Overall, the results confirm that burnout in the Uzbek medical context shares many features with global trends, while also being influenced by local systemic challenges – such as limited institutional support, administrative overload, and insufficient psychological services. The lack of preventive interventions exacerbates vulnerability to chronic exhaustion. Introducing systematic stress management training, mentorship programs, and professional supervision could substantially mitigate burnout rates [11]. National-level strategies should prioritize physician well-being, integrating psychological services into primary-care settings and ensuring funding for continuous education on resilience and self-care.
From a clinical standpoint, burnout among physicians not only affects mental health but also has practical implications for healthcare outcomes. Emotional exhaustion leads to increased diagnostic errors, reduced empathy, and diminished patient satisfaction [17,20]. Consequently, addressing physician burnout should be recognized as a public health priority. Interventions should include early detection using validated scales such as the Maslach Burnout Inventory (MBI) and Boyko’s “Emotional Burnout” questionnaire, continuous mental-health screening, and targeted counseling. Incorporating wellness metrics into institutional performance indicators can further enhance accountability and encourage hospitals to invest in workforce well-being.

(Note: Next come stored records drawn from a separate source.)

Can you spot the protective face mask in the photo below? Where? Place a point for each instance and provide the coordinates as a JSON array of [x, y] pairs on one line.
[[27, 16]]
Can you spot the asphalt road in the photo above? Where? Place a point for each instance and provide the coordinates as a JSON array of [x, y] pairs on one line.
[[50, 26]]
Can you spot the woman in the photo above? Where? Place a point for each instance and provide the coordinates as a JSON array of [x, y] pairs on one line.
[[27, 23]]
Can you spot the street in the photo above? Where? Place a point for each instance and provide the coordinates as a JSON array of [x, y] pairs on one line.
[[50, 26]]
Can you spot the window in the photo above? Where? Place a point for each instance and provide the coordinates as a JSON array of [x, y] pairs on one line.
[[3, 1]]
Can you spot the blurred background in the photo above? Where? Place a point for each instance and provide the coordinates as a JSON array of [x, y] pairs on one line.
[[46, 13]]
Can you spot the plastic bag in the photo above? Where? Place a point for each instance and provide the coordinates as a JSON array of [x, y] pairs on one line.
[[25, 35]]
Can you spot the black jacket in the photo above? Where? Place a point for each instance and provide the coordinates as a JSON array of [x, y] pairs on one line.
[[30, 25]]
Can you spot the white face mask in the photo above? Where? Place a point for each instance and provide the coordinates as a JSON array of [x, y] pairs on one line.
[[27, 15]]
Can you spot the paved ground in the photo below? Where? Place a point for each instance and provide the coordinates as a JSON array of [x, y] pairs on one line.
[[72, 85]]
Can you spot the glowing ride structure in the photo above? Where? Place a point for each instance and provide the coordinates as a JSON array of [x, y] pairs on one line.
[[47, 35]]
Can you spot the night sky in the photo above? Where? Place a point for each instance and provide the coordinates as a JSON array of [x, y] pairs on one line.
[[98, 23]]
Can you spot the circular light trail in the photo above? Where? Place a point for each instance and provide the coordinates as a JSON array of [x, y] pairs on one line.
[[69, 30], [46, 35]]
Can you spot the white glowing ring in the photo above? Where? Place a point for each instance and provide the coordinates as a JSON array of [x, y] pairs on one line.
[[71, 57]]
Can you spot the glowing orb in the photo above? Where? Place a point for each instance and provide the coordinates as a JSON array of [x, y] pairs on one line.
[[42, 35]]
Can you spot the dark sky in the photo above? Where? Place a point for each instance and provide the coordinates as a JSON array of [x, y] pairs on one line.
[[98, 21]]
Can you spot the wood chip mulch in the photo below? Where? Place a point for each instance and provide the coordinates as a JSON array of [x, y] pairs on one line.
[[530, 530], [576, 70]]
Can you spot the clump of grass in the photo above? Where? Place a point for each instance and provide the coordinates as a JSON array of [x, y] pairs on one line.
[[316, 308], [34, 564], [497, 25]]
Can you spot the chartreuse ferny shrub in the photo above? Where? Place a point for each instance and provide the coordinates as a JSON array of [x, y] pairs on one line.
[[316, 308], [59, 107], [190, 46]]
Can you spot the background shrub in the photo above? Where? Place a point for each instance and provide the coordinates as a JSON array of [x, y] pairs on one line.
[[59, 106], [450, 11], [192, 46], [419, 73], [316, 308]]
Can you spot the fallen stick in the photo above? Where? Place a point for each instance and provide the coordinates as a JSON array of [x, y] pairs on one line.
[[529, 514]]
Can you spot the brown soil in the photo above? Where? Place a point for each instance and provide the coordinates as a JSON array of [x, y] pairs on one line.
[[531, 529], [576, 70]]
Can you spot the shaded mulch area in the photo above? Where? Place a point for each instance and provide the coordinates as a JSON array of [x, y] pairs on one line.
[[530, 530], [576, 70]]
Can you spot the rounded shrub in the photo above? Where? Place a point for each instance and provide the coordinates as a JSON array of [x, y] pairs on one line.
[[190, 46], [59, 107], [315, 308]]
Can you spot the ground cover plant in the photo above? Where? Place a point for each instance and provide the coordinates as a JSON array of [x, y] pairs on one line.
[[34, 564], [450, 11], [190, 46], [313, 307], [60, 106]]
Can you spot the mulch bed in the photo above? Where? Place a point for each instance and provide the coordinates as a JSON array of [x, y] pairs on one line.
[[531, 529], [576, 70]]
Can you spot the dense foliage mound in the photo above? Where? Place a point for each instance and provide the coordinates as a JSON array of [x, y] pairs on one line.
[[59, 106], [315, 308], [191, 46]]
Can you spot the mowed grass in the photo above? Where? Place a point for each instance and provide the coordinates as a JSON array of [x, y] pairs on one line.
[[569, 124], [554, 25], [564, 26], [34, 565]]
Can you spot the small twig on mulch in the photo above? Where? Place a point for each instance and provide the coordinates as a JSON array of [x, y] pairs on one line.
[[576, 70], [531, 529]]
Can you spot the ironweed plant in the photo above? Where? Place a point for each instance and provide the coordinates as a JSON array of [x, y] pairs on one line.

In conclusion, the findings of this study emphasize the multidimensional nature of burnout syndrome among healthcare professionals in Uzbekistan. The higher burnout prevalence among general practitioners highlights the need for immediate systemic and psychological interventions. Comparative analysis with international data supports the view that burnout represents not merely an individual issue but a collective institutional and societal challenge. Comprehensive reforms focusing on workload optimization, administrative simplification, leadership training, and continuous psychological support can improve both physician well-being and quality of patient care.

5. Conclusions

The present study demonstrates that emotional burnout and professional fatigue are significant and prevalent issues among physicians of various specialties. The most vulnerable groups were those exposed to intense emotional demands and heavy patient flows, particularly primary care physicians and addiction specialists. The strong association observed between emotional burnout and fatigue highlights the need for a comprehensive prevention strategy that includes workload optimization, psychological support, and regular monitoring of healthcare workers’ emotional well-being. These findings indicate that burnout should be viewed not only as an individual response to stress but also as an indicator of organizational functioning. Effective prevention requires systemic changes aimed at improving working conditions, rational distribution of professional responsibilities, and fostering a corporate culture that prioritizes the emotional well-being of medical staff.